I gritted my teeth and made my rounds on my hands and knees. Kirby mumbled and shoved my hands away when I forced his eyes open. TJ was sleeping peacefully enough, and the bandages on Topher's leg were dry. Pete was shivering despite the heavy coat and the blanket. I wedged myself into the corner of the back wall and pulled Pete back against my chest and between my legs. I spread the blanket over us both and after a while he warmed up ok.

Then sleep came for real. The pain in my back and legs went away. I wasn't hungry or thirsty or cold or tired. A sweet smelling, brown-haired lady came up to me in a WAC uniform. She had pillowy curls surrounding her heart-shaped face, and the brightest, bluest eyes you've ever seen. No makeup, but for a touch of pink on her lips. She was the girl next door. She was smart and funny. She made the best apple pie you've ever tasted and she wanted twenty kids someday. She was thinking about signing up to be a transport nurse, and she would do anything to serve her country, no matter the cost.

I couldn't remember her name. I never did. But I relived that night with every fiber of my being, every chance I got. We'd had dinner together. There'd been ten of us, girls and guys, but it'd been like she and I were alone in the world. We'd gone out dancing, walked around London in the twilight hours, then gone to the apartment of a married buddy of ours. He'd wound up the Victrola and we'd danced to all the latest hits, some of us figuring it was the last time we'd hear anything current.

She'd been just tall enough for me, even with her low heels on. Her head rested on my chest and I'd buried my nose in her hair and smelled the lavender water she told me she'd made herself.

I'd held her most of the night. I knew most of her life story. But like an idiot, I'd never gotten her address. Not even the one back in the states.

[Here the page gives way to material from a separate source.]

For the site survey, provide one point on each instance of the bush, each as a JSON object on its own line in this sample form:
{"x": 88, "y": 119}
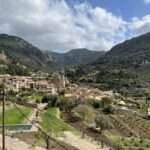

I didn't even know what hospital she was with. Heaven knew I checked every time we came across one.

In my dream we passed the sweetest part of that night. Curled up together by the fire, still awake long after the others had sacked out. We were building a dream house together. I had designed the back yard, and the barn and the garage. She was designing the sewing room, the kitchen and the family room. We were working our way up to the master bedroom, and I was working my way up to thoughts that a decent man maybe shouldn't ought to have, when the truck rolled over.